I progressed to other comics, Eagle, Warlord , 2000AD and the mini (in size) Commando stories, also Peanuts (or Snoopy as I preferred to think of it) and Calvin & Hobbes, Tin Tin; and....
I hold my hand up, I still read them today.  I don't buy the comics per se, but I buy the collections of my favourite characters.  Strontium Dog, Snoopy, Tin Tin, Commando, and others as and when I can.  For me it's escapism, they don't require the concentration of a novel, but they are as detailed.  They can be subtle or blatant in message and IMO the artwork better than anything likely to win The Turner Prize. 
Most of the comics I had when I was a kid are now long gone.  There are some that I can remember to this day for one particular reason or another.  Interestingly those that stick in my mind where those that I read when I was home from school sick (I was quite a sickly child).  Perhaps because I read and re-read them, have nothing better to do than cough and splutter my way through yet another bronchitis infection.  Those memories could now however be enhanced by the Internet.  There are many comic book dealers who are able to supply me with copies of those that I remember the most.  The question is, should I, or might it harm a beautiful childhood memory? 

1 comment:

will said...

Yes and no :^)

The child's stuff (The Beano and The Dandy) don't age very well. They are very childish, meant to appeal to young kids, and, depending what era you were reading, can be very embarrassing - get ready for sexism/racism that will make your toes curl.

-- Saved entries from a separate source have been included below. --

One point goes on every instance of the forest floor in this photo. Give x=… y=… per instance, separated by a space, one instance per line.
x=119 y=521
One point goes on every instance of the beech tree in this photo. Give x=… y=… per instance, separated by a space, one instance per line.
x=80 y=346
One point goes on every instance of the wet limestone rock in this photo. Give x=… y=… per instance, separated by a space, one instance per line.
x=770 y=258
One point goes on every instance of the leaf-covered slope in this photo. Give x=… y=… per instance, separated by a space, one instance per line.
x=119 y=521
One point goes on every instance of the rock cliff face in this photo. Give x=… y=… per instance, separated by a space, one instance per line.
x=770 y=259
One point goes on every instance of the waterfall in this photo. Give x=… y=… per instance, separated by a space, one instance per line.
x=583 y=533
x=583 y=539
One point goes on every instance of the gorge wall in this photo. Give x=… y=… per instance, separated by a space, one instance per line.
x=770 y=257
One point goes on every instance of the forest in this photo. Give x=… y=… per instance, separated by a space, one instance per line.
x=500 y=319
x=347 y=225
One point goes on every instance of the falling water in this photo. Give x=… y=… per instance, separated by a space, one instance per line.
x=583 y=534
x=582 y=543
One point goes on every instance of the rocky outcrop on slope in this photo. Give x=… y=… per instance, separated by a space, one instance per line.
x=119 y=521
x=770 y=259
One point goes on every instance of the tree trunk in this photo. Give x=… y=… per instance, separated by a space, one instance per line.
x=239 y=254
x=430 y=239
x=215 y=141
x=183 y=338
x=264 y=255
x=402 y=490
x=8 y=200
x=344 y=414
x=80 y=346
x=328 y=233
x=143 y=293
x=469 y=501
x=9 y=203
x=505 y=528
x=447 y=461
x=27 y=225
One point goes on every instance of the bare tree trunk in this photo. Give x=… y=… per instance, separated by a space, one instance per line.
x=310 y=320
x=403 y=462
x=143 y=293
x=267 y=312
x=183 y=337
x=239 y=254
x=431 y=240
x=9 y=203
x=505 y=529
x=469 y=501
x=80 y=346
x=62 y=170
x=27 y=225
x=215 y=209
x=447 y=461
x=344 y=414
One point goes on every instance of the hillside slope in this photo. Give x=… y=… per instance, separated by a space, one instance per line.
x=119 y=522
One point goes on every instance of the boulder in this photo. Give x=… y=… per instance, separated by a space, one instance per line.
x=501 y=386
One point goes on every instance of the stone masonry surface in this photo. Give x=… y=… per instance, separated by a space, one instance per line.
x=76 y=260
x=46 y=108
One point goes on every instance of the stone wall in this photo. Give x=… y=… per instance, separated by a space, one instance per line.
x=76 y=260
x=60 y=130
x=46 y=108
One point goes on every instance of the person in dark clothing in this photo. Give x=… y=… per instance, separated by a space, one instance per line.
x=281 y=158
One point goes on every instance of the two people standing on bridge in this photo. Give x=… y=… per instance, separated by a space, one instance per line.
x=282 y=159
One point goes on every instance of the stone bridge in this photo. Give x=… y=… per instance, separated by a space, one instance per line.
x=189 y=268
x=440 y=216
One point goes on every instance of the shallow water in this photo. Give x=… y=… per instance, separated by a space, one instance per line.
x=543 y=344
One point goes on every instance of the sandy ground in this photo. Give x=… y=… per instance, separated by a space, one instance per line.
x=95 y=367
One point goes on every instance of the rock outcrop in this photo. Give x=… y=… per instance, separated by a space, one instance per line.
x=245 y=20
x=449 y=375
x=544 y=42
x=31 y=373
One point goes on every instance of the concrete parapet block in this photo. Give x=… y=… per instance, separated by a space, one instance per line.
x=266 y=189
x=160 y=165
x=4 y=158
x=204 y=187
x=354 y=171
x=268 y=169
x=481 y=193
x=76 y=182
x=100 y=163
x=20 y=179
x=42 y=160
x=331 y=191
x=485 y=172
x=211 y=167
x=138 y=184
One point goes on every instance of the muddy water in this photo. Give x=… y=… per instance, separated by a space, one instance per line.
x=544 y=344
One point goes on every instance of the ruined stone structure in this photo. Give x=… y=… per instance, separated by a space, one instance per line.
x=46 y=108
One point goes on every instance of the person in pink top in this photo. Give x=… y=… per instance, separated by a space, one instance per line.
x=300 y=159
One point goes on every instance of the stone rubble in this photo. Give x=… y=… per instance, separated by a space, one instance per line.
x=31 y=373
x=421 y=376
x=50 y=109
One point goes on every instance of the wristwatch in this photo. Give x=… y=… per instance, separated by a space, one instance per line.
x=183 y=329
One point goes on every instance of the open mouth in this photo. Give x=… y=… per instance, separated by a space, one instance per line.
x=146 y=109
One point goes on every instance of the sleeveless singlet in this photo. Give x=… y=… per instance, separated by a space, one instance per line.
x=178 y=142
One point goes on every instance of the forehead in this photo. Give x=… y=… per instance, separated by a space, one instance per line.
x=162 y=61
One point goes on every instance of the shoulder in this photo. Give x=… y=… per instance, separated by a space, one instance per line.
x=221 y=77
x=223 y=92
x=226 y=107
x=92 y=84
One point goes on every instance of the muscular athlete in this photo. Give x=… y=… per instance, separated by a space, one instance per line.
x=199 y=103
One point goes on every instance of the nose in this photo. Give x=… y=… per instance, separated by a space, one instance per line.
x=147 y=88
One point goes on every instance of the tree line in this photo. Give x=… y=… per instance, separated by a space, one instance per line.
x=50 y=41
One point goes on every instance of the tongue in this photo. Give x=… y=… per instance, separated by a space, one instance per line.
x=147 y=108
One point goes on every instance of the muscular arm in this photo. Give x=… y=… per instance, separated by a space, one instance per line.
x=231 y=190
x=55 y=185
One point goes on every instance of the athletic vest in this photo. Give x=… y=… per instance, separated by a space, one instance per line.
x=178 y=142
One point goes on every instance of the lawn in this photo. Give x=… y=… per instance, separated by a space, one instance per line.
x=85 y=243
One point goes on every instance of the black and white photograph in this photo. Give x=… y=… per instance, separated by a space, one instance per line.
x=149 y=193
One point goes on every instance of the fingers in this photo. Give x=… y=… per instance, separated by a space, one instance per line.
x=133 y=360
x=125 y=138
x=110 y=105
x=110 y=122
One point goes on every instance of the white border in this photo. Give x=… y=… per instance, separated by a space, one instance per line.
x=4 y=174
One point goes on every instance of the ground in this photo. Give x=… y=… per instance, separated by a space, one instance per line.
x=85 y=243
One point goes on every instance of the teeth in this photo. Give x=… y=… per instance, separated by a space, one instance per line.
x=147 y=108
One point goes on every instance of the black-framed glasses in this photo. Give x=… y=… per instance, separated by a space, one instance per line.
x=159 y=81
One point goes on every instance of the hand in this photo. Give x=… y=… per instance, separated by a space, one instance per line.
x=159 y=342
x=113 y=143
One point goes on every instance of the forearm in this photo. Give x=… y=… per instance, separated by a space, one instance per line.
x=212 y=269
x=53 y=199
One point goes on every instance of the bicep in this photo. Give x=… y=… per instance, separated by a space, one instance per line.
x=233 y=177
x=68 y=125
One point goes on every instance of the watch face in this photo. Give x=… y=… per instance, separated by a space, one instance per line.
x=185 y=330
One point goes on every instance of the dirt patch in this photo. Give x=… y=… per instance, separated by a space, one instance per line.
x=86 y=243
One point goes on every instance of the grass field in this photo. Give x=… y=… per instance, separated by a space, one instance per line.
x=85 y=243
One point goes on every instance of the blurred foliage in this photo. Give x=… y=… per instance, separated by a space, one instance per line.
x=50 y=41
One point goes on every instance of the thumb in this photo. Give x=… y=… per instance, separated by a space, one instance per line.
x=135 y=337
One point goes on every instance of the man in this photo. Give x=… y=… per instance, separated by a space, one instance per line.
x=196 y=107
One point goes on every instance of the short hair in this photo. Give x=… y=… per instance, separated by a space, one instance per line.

The teenager stuff can still be very good. These are stories that were written by Alan Moore, Alan Grant, Frank Miller etc. These writers have gone on to produce some of the most compelling comics writing of our (and any other) time. However, it is the writers that are the key. Judge Dredd is best when in the hands of Alan Grant, with other writers he tends to lose the satire that makes him a compelling character (avoid the film with Stallone).

For me, one of my happiest times was finding out what had happened to Spider-Man while I was between the ages of 13-26. Again it was the writers who made the character I loved. Then, some other writer would try to take the character in another direction and "meh".

If you are going to use the Internet, use it to research. There are copies downloaded and you can read them. These, of course, aren't as good as having them in your hand but will give you an idea. Else, get yourself to a bookstore and find the graphic novel section. Spend an hour or two reading through collections - hell, try your library!

And, if the worst comes to the worst, go to a local comic shop. These days I have found the "comic book guy" to be a lot nicer than the one from The Simpsons - they have to be or their shop folds.

But - I'm with you! Comics are wonderful, the perfect bedside read.